TÜRKİYE’NİN ARKA BAHÇESİ
Kuzey Kıbrıs’taki birçok tanınan otelin insan kaçakçılığı ve fuhuş suçlarına ortak olduğunu ileri süren Osum, Türkiye’den gelen birçok kişinin bu otellerde ağırlandığını belirtti.
Türkiye ve Kıbrıs’ın bu kurulan ağdan çıkarının olması sebebiyle sessiz kalındığını dile getiren Osum, “Uyuşturucu ve kadın ticareti, kara para aklama gibi işler buralarla da çok ilişkili. Anlattığım eğlence sektörü, gazinoların işletilmesi de dahil hepsi bir puzzleın, bu düzenin parçası. Kıbrıs kadın ticareti, uyuşturucu, kara para aklama gibi suçların merkezi haline getirildi. Mesela gazeteci Kutlu Adalı 90’larda tam da bu kara para aklama, uyuşturucu ve insan ticaretini ortaya koyduğu için katledildi. Türkiye burayı arka bahçesi yapmaya 90’larda başladı. Dolayısıyla şu anda da devam ediyor” şeklinde konuştu.
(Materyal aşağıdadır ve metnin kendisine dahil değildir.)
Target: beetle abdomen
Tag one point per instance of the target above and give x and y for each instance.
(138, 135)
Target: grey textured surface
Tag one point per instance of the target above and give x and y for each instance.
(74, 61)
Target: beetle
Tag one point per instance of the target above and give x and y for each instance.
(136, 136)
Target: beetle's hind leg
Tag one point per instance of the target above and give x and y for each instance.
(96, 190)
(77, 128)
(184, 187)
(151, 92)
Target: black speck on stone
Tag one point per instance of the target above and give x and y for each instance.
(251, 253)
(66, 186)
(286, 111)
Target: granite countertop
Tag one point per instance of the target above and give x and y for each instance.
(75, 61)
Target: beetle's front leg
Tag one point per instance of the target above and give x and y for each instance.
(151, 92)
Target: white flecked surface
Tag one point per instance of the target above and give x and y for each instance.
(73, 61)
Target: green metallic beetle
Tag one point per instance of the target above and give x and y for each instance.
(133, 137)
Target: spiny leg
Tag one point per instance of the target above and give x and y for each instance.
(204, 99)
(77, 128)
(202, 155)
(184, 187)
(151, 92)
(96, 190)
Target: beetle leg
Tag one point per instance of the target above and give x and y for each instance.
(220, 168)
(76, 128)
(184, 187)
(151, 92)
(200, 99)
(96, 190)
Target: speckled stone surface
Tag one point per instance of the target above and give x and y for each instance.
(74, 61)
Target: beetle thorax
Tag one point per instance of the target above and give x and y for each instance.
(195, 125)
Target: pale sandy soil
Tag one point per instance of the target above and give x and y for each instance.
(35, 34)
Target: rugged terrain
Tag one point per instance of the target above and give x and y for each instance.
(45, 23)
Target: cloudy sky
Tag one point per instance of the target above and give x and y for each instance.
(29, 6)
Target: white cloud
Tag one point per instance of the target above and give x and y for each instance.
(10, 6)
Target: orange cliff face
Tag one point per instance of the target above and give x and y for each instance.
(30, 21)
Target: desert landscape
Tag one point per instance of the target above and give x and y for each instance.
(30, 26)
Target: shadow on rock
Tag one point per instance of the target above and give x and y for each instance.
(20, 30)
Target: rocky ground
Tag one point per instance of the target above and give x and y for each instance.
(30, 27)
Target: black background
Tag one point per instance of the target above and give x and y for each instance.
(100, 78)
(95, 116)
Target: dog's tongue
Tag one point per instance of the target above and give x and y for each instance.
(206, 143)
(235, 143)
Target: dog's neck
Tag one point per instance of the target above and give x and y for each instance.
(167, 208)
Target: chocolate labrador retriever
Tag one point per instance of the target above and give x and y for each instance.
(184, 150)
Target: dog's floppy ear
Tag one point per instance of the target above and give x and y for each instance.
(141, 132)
Osum, Kıbrıs’ın “içe kapalı, Türkiye’nin tekelinde bir bölge” konumunda olduğunu söyleyerek, Kıbrıslıların tam bağımsız bir ülke istediklerini, Federal Kıbrıs çatısı altında demokratik değerleri benimseyen, insan haklarını tanıyan ve uygulayan bir devlet çatısı altında yaşamak istediklerini ifade etti.